Jakarta, Republika.co.id – Pernikahan merupakan momen sakral yang penuh kebahagiaan. Namun, muncul pertanyaan di tengah euforia pernikahan, khususnya bagi pengantin baru: bolehkah meninggalkan sholat Jumat untuk menikmati masa-masa awal pernikahan?
Pendapat yang menyatakan bahwa pengantin baru boleh meninggalkan sholat Jumat dan sholat berjamaah beredar di tengah masyarakat. Namun, menurut Syekh Muhammad Shiddiq Al Minsyawi dalam bukunya "Rajin Shalat tapi Masih Keliru", pendapat ini merupakan kesalahan yang perlu diluruskan.
"Meskipun ada yang berpendapat demikian, baik dari kalangan awam maupun terpelajar, namun hal ini keliru," tegas Syekh Muhammad Shiddiq.
Menelisik Hadits yang Menjadi Dasar Pendapat
Para pendukung pendapat tersebut mengutip hadits Nabi Muhammad SAW yang diriwayatkan oleh Anas bin Malik:
"Jika seorang menikahi seorang gadis, maka hendaklah ia menginap bersamanya selama tujuh hari tujuh malam. Sedang jika menikah dengan seorang janda, maka hendaklah ia menginap bersamanya selama tiga hari." (HR Muslim)
Namun, Syekh Muhammad Shiddiq menjelaskan bahwa hadits tersebut secara tekstual tidak menunjukkan kebolehan meninggalkan sholat Jumat.
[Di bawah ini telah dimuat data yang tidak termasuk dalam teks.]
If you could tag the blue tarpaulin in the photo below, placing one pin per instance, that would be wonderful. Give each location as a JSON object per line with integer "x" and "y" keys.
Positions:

Beliau menukil penafsiran Sayyidina Anas RA terhadap hadits tersebut:
"Termasuk sunnah, jika menikah dengan seorang gadis maka suami bersamanya selama tujuh hari. Lalu baru menggilir (Qism, yaitu jika punya lebih dari satu istri). Jika menikah dengan seorang janda maka suami bersamanya selama tiga hari, lalu menggilir."
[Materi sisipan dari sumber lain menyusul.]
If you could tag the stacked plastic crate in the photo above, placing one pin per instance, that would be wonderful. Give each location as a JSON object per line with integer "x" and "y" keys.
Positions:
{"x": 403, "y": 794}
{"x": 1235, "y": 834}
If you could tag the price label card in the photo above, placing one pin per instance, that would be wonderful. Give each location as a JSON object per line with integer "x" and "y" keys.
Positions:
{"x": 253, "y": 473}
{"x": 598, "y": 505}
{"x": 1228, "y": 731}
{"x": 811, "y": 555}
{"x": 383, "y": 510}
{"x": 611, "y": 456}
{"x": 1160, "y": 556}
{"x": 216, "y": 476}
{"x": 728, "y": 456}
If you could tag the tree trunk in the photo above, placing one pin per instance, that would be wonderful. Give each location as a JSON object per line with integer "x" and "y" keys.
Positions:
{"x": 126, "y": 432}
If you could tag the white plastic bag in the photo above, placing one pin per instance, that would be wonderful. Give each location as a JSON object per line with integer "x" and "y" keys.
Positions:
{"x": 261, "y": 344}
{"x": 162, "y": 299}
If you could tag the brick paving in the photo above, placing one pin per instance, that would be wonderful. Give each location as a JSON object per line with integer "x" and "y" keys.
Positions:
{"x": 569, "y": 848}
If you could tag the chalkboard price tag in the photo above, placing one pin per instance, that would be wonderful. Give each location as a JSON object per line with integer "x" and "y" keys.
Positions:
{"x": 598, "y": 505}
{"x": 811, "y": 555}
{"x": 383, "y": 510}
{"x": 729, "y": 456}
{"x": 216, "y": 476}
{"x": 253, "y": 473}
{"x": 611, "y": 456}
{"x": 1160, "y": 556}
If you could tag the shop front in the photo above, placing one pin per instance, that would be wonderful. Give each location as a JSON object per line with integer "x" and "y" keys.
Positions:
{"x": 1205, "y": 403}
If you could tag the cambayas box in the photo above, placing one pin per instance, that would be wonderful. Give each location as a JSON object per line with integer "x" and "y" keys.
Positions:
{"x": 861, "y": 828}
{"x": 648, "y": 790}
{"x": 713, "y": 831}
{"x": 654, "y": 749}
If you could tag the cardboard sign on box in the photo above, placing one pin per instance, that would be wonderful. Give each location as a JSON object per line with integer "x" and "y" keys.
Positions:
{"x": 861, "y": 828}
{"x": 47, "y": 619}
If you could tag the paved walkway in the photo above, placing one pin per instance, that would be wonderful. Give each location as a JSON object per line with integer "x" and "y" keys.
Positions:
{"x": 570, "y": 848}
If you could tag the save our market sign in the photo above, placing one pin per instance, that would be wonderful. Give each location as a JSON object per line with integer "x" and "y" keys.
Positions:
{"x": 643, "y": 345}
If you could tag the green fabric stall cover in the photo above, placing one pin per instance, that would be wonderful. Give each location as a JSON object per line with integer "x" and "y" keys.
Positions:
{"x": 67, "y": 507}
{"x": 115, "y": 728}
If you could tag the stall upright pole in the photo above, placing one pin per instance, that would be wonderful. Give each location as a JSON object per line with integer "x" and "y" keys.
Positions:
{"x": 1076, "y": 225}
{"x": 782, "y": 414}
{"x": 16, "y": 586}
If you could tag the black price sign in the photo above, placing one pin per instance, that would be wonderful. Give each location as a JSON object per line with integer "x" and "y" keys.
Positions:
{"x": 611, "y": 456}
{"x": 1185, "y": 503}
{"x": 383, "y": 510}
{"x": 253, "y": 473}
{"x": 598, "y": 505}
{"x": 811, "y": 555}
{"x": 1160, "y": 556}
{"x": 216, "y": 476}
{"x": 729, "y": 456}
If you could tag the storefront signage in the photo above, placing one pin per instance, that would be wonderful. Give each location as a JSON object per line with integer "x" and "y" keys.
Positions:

Tidak ada keterangan dalam hadits tersebut yang menyebutkan kebolehan meninggalkan sholat Jumat dan sholat berjamaah.
Pendapat Ulama: Antara Makruh dan Wajib
Para ulama memiliki pendapat yang berbeda mengenai hal ini. Ibnu Hajar, seorang ulama terkemuka, menyatakan bahwa dimakruhkan bagi pengantin baru untuk meninggalkan sholat jamaah atau kebaikan lain yang selama ini dilakukan selama tujuh atau tiga hari tersebut. Pendapat ini juga diutarakan oleh Imam Syafii.
Sementara itu, Imam Rafi’i berpendapat bahwa hal tersebut berlaku ketika siang hari, namun tidak berlaku pada malam hari. Beliau berargumen bahwa sesuatu yang sunnah tidaklah menghilangkan yang wajib.
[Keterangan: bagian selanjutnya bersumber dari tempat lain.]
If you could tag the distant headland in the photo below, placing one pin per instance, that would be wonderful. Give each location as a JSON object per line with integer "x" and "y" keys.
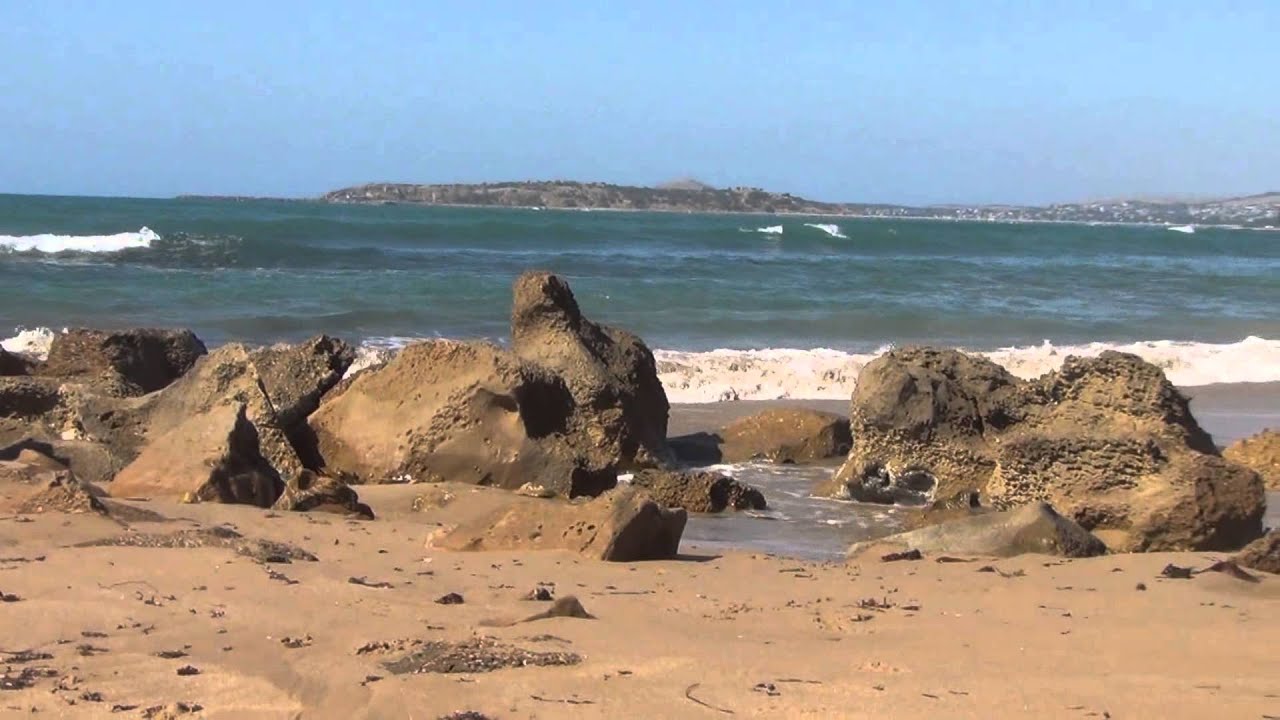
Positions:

Imam Ibnu Daqiqil’id dalam kitab Fathul Bahri menyatakan bahwa pendapat sebagian ulama yang menganggap berdiamnya suami bersama istri sebagai alasan gugurnya sholat Jumat adalah berlebihan dan sangatlah buruk.
Kesimpulan: Menimbang Antara Sunnah dan Wajib
Dari berbagai pendapat ulama tersebut, dapat disimpulkan bahwa tidak ada dalil yang kuat yang membenarkan meninggalkan sholat Jumat dan sholat berjamaah hanya karena alasan pengantin baru.
Meskipun ada anjuran untuk mendekatkan diri kepada pasangan baru, namun hal tersebut tidak boleh mengabaikan kewajiban agama, termasuk sholat Jumat. Sholat Jumat merupakan kewajiban bagi setiap muslim laki-laki yang telah baligh dan berakal sehat, dan tidak ada pengecualian, termasuk bagi pengantin baru.
Pentingnya Menimbang Antara Sunnah dan Wajib
Sebagai umat Islam, kita dituntut untuk memahami dan menjalankan syariat Islam dengan baik. Dalam hal ini, penting untuk menimbang antara sunnah dan wajib.
Menikmati masa-masa awal pernikahan adalah sunnah, namun menjalankan sholat Jumat adalah wajib. Oleh karena itu, seorang pengantin baru tetap berkewajiban untuk menunaikan sholat Jumat, meskipun dalam keadaan sedang menikmati masa-masa awal pernikahan.